In: Economics
Suppose the housing market is characterized by supply constraints, such that the supply is fixed in the short-run: X S=100. The market demand function for housing is D(X)=1000-4X, where X is the number of houses in the market.
1. Which side, demand or supply, is less price elastic in the housing market? {Enter D for demand, or enter S for supply, or enter E if you think that they are equally price elastic}
2) What is equilibrium number of houses in this market? X 0=
3) What is the equilibrium price in the housing market? p 0=
The government is thinking of introducing a home-buyers' grant of $150. The grant would be given to buyers once they purchase a property. As an economist working at the Treasury you are asked to determine the effects of this grant.

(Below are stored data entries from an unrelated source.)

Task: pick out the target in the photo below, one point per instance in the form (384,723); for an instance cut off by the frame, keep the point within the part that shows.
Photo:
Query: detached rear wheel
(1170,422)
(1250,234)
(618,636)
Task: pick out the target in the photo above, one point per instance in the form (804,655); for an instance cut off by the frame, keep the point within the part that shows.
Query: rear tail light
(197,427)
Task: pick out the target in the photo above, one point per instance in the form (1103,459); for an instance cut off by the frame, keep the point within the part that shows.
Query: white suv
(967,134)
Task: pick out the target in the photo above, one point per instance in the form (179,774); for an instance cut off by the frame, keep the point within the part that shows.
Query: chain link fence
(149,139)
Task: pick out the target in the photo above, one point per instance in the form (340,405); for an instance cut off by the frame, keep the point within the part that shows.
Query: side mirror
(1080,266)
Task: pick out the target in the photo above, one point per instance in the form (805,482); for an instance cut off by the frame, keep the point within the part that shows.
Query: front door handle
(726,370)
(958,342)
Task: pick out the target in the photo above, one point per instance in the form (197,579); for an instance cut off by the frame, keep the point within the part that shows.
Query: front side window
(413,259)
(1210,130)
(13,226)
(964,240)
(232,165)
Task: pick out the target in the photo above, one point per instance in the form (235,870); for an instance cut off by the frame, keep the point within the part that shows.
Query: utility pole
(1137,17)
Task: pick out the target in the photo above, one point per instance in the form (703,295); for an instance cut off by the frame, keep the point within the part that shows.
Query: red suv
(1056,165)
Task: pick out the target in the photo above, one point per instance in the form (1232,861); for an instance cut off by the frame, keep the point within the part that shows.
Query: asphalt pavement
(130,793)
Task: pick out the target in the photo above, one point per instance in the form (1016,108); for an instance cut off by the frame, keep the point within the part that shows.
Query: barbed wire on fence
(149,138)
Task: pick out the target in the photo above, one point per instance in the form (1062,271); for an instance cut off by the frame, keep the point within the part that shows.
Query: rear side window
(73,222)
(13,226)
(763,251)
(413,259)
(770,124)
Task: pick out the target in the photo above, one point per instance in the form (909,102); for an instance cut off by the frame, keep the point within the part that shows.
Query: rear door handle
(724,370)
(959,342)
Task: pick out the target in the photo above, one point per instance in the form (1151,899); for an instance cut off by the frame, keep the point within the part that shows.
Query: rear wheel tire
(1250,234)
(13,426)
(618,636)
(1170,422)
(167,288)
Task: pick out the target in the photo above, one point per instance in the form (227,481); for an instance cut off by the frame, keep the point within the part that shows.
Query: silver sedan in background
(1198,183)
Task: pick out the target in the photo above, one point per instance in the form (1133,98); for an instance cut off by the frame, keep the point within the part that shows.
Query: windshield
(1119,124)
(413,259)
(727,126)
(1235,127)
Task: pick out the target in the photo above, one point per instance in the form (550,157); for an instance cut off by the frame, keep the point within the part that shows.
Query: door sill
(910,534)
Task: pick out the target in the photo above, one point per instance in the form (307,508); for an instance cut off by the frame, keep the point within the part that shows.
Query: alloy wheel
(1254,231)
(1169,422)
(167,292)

4) What would be the new equilibrium quantity according to the model? X 1=
5) What is the new equilibrium price in the housing market? p 1=
6) What fraction of the grant is shifted from the buyers to the sellers? {Enter a number between 0 and 1}
7) What fraction of the grant would be shifted from the buyers to the sellers if the $150 grant was replaced by a grant equal to 25\% of the value of the house sold? {Enter a number between 0 and 1}
8) If we write the housing supply as S(X)=γ X, for what value of γ would we reach the conclusion that the economic incidence of the $150 grant is equally split between the buyer and seller? γ=
Answer 1:
Since Supply is constant at 100 units, the supply is perfectly inelastic as any change in the price will not affect the supply. Hence Supply is less Price Elastic. I.e S
Answer 2
SInce supply is fixed at 100 units, Equilibrium Quantity will be X0 =100
Answer 3
D(X) = 1000-4X
Price at Equilibrium will be given by D(X) at X= 100,
Hence D(100) = 1000-4*100 = 1000-400 = 600
Hence Price at Equilibrium, P0 = $600
Answer 4
New Equilibrium Quantity will still be X1= 100 units as Supply is Fixed
Answer 5
In new Demand Function, Price for buyer will be (P-150) since $150 grant will reduce the price
Hence now, D(X) -150 = 1000 - 4X
or, D(X) = 1000-4X+150
or, D(X) = 1150-4X
So, New Equilibrium Price will be D(100) = 1150-4*100 = 1150-400 = 750
Hence New Equilibrium Price, P1 = $750
Answer 6
Earlier Price for Buyer was $600
After Grant Buyer had to Pay $750 but $150 he received as Grant, hence Buyer paid 750-150 = $600.
Since the New Price paid by Buyer is equal to Old Price, Buyer got no benefit from the Grant and entire Grant actually is shared by Supplier.
Hence the answer is 1
Answer 7
Since supply is perfectly inelastic, irrespective of the value of grant, the buyer will have to shift the entire Grant amount to Supplier. Hence answer is 1
Answer 8
Before Grant,
S= yX , D = 1000-4X,
at equilibrium S=D, hence yX = 1000-4X
yX+4X = 1000
X0 = 1000/(4+y) units
Hence Equilibrium Price, P0 = y * 1000 /(4+y) = 1000y / (4+y)
After Grant,
Before Grant,
S= yX will remain same
D = 1000-4X will change to D-150 = 1000-4X
or, D = 1150-4X
at equilibrium S=D, hence yX = 1150-4X
yX+4X = 1150
X1 = 1150/(4+y) units
Hence New Equilibrium Price, P1 = y * 1150 /(4+y) = 1150y / (4+y)
New Equilibrium Price for Buyer, P1D = P1- 150 = 1150y/(4+y) -150
For equal sharing Buyer should have received a benefit of 150/2 = $75
Hence For Buyer, New Equilibrium Price = old equilibrium Price -75 (Since Buyer saved $75 due to grant,
Hence, 1150y / (4+y) -150 = 1000y/(4+y) -75
or, 1150y / (4+y) - 1000y/(4+y)= 150 -75
or, (1150y - 1000y)/ (4+y) =75
or, 150y/(4+y) =75
or, 150y = 75 *(4+y)
or 150y = 300 +75y
or, 150y-75y =300
or, 75y = 300
or, y =300/75
or, y=4
Hence for Equal distribution of Grant y =4.